Defaults from ``config/ned2_pnp_task_config.yaml``:
``grasp_dist_thresh=0.05``, ``grasp_finger_thresh = 0.0`` (m —
**placeholder; calibrate empirically before relying on
``is_grasped``**), ``lift_height=0.15``.

.. code-block:: python

   env = gym.make("NED2PnPSim-v0", reward_type="Dense", multi_goal=True)
   env = gym.make("NED2PnPGoalSim-v0", reward_type="Sparse", multi_goal=True)

Starting State
--------------

Joint pose: URDF zero. Gripper **open**
(``init_open_gripper = [0.01, 0.01]`` m).

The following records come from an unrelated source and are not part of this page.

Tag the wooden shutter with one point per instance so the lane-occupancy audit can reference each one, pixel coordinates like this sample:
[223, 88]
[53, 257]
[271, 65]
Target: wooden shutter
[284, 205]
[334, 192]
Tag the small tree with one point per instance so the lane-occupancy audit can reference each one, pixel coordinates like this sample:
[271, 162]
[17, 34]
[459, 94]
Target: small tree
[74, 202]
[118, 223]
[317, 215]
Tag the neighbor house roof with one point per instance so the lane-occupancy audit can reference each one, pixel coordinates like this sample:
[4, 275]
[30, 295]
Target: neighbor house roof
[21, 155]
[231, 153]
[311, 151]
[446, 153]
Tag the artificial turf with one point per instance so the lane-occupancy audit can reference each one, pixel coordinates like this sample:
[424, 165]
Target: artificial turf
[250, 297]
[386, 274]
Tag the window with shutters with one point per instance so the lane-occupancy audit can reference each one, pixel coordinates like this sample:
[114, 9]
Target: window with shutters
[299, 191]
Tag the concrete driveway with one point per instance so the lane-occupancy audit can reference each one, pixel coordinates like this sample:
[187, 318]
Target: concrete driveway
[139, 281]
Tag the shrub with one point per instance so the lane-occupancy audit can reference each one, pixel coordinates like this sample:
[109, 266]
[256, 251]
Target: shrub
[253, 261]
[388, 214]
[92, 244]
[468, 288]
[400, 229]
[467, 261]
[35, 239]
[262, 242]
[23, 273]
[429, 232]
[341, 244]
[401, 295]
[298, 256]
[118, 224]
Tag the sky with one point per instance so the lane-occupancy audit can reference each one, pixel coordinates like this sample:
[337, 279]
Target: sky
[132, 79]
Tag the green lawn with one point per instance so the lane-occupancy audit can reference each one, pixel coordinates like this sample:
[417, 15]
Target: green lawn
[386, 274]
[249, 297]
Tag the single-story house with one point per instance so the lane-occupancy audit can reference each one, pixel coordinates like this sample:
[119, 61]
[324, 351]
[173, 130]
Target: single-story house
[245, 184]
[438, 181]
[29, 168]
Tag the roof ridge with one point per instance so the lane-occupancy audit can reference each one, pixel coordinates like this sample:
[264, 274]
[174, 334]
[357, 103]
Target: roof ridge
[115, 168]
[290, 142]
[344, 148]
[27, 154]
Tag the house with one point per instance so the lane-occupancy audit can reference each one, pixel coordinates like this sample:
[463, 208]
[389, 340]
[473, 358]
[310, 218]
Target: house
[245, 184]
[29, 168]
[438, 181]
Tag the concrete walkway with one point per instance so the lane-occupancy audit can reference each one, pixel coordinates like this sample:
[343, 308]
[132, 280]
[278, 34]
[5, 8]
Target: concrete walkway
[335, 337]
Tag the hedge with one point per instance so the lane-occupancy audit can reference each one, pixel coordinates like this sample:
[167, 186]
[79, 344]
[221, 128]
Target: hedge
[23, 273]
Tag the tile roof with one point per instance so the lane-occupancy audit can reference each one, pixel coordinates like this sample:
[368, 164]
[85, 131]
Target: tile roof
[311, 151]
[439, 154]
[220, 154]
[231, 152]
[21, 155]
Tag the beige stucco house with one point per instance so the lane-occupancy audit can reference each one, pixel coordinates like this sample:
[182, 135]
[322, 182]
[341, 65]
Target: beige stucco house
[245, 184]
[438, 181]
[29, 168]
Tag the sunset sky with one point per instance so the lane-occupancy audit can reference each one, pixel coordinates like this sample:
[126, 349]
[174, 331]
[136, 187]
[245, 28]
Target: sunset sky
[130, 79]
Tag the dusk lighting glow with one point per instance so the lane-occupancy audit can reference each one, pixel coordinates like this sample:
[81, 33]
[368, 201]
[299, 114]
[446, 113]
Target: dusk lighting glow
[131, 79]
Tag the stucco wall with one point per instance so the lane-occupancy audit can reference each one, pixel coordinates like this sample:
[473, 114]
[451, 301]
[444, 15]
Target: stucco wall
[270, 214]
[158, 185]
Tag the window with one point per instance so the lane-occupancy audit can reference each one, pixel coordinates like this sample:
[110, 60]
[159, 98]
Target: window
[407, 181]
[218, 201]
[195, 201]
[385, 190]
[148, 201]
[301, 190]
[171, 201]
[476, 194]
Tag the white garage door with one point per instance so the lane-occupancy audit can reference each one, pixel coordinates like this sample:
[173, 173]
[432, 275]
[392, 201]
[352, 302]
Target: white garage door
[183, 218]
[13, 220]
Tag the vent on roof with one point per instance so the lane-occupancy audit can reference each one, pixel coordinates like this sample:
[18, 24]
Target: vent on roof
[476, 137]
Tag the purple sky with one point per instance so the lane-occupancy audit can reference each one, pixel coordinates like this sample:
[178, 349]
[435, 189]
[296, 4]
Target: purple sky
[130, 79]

**Cube spawn.** 4 cm red cube at default
``cube_init_pos = [0.25, 0.0, 0.015]`` in base frame. Note: sim env
has ``[0.180, 0.000, 0.015]`` hardcoded fallback —
**inconsistent with YAML**; align before relying on the static
spawn.

**Goal sampling.** ``pnp_goal`` ∈ Box(3,) from
``position_goal_min/max``. With ``multi_goal=True``,
``intermediate_goal = cube_init + [0, 0, 0.15]``.

Episode End
-----------

**Truncation.** ``max_episode_steps`` (default 100). Real env on
stale ``/ned2/joint_states``.

**Termination.** ``‖cube − pnp_goal‖ < reach_tolerance`` (sparse
only).

Arguments
---------

Inherits :doc:`reach` and :doc:`push` kwargs plus pnp-specific:

* ``multi_goal`` (bool, default True) — lift-then-place curriculum.
* ``lift_height`` (float, default 0.15 m) — vertical offset of
  ``intermediate_goal`` above cube spawn.
* ``use_wrist_camera`` (bool, default False) — opt-in Niryo wrist
  camera subscriber for close-up perception.

Version History
---------------

* ``v0`` — first release (``rl_environments`` v0.1.0).
  ``grasp_finger_thresh = 0.0`` is a placeholder — measure the
  closed mors position on the actual hardware and update the YAML
  before relying on ``is_grasped`` in real training.